HPLC–MS/MS was carried out on an HPLC (Dionex UltiMate 3000 RSLCnano) hyphenated with an Orbitrap Fusion Lumos Tribrid Mass Spectrometer (Thermo-Fisher Scientific). Samples were injected onto a trap column (Acclaim PepMap100 C18 Trap, 5 mm × 300 μm, 5 μm, 100 Å) at a flow rate of 25 μl/min for 3 min, using mobile phase A: 2% ACN, 0.1% formic acid (FA) in LC–MS grade water. The following nano-flow LC gradient was then used to separate the peptides at 0.3 μl/min: 0–10 min, 2–10% B; 10–200 min, 10–30% B; 200–210 min, 30–40% B; 210–220 min, 99% B; 220–250 min, 2% B, B = 80% ACN, 0.1% FA in water. The EASY-Spray nano column (Acclaim PepMap100 C18, 50 cm × 75 μm, 2 μm, 100 Å) was set at 45 °C and coupled to an EASY-Spray ion source. The MS spectra were collected from an Orbitrap mass analyser with full ion scan mode over the mass-to-change (m/z) range 350–1550 m/z.

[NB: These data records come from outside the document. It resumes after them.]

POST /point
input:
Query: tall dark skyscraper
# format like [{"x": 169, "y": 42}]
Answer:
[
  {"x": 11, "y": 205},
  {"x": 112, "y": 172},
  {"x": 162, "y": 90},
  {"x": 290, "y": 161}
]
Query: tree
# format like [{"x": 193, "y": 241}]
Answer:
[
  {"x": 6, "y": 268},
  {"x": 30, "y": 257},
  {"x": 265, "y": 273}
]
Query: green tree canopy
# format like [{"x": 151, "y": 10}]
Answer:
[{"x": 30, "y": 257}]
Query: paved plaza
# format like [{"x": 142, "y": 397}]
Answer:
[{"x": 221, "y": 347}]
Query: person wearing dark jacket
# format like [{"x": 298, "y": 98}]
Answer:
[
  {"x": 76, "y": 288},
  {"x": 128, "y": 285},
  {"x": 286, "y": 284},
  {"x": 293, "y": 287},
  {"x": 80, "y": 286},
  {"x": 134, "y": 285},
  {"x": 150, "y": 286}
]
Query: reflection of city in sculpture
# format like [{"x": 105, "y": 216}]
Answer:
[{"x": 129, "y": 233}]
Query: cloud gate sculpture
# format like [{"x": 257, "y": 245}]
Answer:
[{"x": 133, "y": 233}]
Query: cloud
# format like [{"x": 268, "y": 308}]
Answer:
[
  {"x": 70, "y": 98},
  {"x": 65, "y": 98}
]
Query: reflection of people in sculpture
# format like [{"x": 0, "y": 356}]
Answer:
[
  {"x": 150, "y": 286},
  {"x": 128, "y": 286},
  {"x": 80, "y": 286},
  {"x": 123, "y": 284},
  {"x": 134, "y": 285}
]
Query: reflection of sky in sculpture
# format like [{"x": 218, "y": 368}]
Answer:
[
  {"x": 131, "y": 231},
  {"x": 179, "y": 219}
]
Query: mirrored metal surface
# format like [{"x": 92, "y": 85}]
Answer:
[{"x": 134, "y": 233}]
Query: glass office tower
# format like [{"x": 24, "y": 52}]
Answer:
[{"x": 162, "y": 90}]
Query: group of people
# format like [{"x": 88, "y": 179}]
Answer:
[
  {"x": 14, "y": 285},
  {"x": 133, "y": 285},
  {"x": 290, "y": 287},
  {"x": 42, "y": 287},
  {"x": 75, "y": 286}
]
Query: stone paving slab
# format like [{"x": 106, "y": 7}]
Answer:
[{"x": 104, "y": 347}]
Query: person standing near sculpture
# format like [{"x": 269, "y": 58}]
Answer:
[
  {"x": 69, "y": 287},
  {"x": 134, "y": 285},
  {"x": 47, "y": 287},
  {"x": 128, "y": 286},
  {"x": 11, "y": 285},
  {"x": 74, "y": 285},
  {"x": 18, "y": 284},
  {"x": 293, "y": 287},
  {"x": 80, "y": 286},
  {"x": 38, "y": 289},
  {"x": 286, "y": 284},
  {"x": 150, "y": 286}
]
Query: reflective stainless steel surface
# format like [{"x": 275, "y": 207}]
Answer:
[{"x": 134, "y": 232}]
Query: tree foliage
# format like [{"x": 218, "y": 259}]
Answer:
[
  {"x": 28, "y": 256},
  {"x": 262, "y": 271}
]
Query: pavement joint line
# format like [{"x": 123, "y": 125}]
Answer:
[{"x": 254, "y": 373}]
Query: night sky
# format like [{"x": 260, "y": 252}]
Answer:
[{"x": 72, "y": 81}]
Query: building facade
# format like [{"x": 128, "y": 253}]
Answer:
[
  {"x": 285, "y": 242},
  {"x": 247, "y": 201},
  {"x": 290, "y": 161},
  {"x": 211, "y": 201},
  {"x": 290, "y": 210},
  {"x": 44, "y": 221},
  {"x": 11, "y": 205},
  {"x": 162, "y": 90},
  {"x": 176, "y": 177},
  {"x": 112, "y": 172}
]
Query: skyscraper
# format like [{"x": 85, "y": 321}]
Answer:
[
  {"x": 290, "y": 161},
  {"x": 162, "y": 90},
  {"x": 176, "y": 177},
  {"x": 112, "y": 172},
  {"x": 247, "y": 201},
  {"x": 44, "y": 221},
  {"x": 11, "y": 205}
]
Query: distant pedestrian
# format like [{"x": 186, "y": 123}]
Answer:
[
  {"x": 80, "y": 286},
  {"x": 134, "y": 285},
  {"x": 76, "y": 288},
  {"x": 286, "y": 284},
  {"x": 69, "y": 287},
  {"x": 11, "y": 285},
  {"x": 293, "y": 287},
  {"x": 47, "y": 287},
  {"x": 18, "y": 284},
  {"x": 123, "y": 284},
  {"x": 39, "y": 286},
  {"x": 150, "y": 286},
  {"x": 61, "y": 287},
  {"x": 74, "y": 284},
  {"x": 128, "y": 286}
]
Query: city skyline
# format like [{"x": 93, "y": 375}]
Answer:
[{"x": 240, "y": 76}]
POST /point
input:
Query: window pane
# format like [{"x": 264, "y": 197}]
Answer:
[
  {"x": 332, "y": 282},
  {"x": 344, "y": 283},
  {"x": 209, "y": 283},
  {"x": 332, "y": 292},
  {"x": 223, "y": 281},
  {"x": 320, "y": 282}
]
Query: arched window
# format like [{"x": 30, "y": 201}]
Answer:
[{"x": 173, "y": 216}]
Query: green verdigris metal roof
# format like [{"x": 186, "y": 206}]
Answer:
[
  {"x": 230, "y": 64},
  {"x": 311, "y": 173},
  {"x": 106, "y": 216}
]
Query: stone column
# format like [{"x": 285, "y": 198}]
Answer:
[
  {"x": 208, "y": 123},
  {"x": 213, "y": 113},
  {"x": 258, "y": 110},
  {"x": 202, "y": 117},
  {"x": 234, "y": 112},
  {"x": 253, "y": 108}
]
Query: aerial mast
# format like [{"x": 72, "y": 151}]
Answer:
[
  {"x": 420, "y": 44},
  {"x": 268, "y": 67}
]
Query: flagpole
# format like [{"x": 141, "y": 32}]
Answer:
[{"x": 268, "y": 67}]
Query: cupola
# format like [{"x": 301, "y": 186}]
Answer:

MS/MS were performed on the Top Speed method to fit as many MS2 scan in 3 s cycle time using collision-induced dissociation (CID) fragmentation and collected in linear ion trap. For each MS2 scan, SPS-MS3 method was used to acquire the TMT reporter ion signal using higher-energy collisional dissociation (HCD) fragmentation and collected from Orbitrap. Raw files were analysed using Proteome Discoverer 2.1 and Mascot 2.3.01 (Matrix Science, London, UK) with the following parameters: full MS mass tolerance was set at 10 ppm for precursor ions, MS2 mass tolerance was set at 0.8 Da for fragment ions; trypsin was used as enzyme and maximum 2 missed cleavage was allowed; TMT-label on N-terminal and lysine, carbamidomethylation of cysteine were set as fixed modifications and oxidation of methionine, proline, lysine as variable modifications. UniProt/Swiss-Prot rat database (2016_02, 7947 protein entries) was used. Proteins with high identification confidence and with at least two independent peptides were used for quantification. The reporter ion signal was used as quantitative value and normalised to total ion signal then scaled to pooled control channel. Final protein tables were exported for subsequent analysis92,93.

ELISA

ELISA of conditioned media for PAI-1, Ctgf, Plod2, Ccl2, Ccl7, Cyr61, Tsku, Nov and Mmp3, and of cell lysates for Enpp1, Aldh3a1 and Impdh2 were conducted according to the manufactures’ instructions. Absorbance was determined using a micro-plate reader. Experiments were in triplicates.

Bioinformatics

For proteomic analysis, data were presented by fold-changes indicated by TGF-β1:Control ratios, p-value and q-values. Volcano plot (Prism 8.0, GraphPad, San Diego, CA) was used to illustrate the distribution of quantified proteins according to p-value and TGF-β1:Control ratio. Database for Annotation, Visualisation and Integrate Discovery (DAVID, https://david.ncifcrf.gov/) was used to investigate the biological pathways in which the differentially expressed proteins may participate. The STRING database (https://string-db.org) was then used to build protein–protein interaction networks to further explore their functions. For comparisons of collagen contents and ELISA results, t-tests were used. p < 0.05 was regarded as statistically significant.